Report this review (#403174)
Posted Friday, February 18, 2011 | Review Permalink
3 stars A competent, if rather meandering release from Isildurs Bane, The Voyage: A Trip to Elsewhere at points puts me in mind of The Enid; on this album the band's sound tends towards extended sections of classical piano, much like many Enid albums, and like the Enid said piano performances do occasionally risk drifting into schmaltzy territory. Still, it's an interesting and most definitely original symphonic concept album which harks back to the approach of the 1970s greats whilst at the same time not sounding a whole lot like any of them, so fans of symphonic prog who want a band who doesn't follow the tired old "let's take the Yes/King Crimson/ELP/whatever sound and update it a little" path may find a lot to like here.
Report this review (#608303)
Posted Thursday, January 12, 2012 | Review Permalink
4 stars At least IMO, Isildurs Bane is one of the most ambitious and complex bands of mid 90's and early 00's. Perhaps the band has some weak productions, most of their discography it's really amazing and the band has built during the years their own and singular style.

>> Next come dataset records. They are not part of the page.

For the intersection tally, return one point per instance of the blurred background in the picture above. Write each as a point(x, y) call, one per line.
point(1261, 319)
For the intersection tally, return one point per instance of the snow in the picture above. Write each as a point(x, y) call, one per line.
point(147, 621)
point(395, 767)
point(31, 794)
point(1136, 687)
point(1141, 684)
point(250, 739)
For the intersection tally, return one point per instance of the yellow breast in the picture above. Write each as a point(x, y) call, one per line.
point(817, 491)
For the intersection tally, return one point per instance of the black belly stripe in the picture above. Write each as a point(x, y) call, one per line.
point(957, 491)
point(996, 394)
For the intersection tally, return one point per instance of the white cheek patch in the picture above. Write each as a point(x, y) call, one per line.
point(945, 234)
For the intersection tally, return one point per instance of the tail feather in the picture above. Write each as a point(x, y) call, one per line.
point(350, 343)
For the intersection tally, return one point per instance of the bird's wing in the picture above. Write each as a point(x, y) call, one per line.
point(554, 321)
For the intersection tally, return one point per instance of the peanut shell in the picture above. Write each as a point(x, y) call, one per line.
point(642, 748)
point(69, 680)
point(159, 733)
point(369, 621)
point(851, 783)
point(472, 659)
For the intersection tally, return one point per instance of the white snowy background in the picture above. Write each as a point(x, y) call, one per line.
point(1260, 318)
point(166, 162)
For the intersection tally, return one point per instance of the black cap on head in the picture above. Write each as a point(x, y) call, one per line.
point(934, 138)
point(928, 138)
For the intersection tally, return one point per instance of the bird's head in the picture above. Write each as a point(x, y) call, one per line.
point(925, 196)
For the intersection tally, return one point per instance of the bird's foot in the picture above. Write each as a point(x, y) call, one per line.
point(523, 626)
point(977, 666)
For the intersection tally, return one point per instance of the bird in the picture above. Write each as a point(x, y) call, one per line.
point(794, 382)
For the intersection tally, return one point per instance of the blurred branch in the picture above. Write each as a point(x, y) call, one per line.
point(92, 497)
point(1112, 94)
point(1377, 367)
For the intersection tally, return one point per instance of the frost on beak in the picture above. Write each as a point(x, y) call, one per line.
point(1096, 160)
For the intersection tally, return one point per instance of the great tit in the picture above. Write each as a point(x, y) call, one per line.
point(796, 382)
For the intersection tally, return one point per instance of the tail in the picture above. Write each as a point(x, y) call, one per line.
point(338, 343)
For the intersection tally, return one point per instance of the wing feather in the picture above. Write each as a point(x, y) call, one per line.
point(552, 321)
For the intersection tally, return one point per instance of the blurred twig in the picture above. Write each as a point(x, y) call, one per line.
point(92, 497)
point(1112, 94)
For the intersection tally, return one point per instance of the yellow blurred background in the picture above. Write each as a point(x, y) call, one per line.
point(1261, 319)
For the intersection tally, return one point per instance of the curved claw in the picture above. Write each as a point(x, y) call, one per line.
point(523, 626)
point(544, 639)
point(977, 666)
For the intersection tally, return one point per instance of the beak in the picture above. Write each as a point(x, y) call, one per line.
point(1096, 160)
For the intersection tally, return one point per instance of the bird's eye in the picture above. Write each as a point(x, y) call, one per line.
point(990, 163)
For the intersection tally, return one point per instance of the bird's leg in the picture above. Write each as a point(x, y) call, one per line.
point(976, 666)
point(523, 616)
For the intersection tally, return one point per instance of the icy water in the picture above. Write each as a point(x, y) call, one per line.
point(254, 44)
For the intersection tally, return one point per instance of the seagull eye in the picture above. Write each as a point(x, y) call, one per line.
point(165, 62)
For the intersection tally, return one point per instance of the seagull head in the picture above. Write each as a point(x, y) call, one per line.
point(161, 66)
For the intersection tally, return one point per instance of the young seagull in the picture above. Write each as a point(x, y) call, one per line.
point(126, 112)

This album in particular has most of the elements that a dedicated prog fan loves: long symphonic epics, dark chamber rock sections, intrincated melodies and harmonies, mixture of classical and electric instruments and quiet and peaceful musical moments, starting with the opener "The Adventure of the Whirling Delerium", a sofisticated chamber rock piece with some madrigal elements, plenty of intrincated and beautiful chord arrangements but even with constant melodic changes and some proggy and sometimes almost RIO epic sections.

"A Telescope and a Hot Air Balloon" starts with a pleasant piano and violin intro which turns into a dark and almost heavy section leaded by electric guitar and drums to evolve into a beautiful proggy melody. The value of this piece is their constant come back to chamber rock elements without the lose of symphonic prog sound.

"Picassiette - First Wal"k maybe is an harmonic and quiet piece leaded by piano and flute but still with constant progression. Beautiful from the first to the last second. Then begins what I call "La Sagrada Familia suite" a serie of songs inspirated by the famous catalan catedral, all of them very short and built on thrilling church chorus arrangements.

"Das Junkerhaus" is the most avant garde song of the album, very experimental and dark doesn't fit totally with the rest of the album.

"Picassiette - Second Walk" has the same delicate and hypnotizing elements that their "first part" and act as a intro for Wild as a Toad, the long epic of the álbum, a piece with constant variations with some Crimson elements but fullfilled by chamber rock atmospheres. It's a track which has a lot of symphonic sections sometimes leaded by classical chords or exquisite electric guitar arrangements.

"Picassiette - Third Walk" is another fine and delicate piece leaded by a calm ald floating piano melody. Then we listen "Nimis - Wotan's Tower" a short and rhytmical piece which reminds me proggy tunes "a la Happy the Man".

The album ends with the powerful and complex "Magnificient Giant Battles", a piece which resume in 6 minutes most of the more raw and classic RIO sound with very galloping symphonic sections.

As I said before, we are in front of a complex album, probably too much directed to exquisite prog listeners perhaps that is the reason why this álbum is so enjoyable?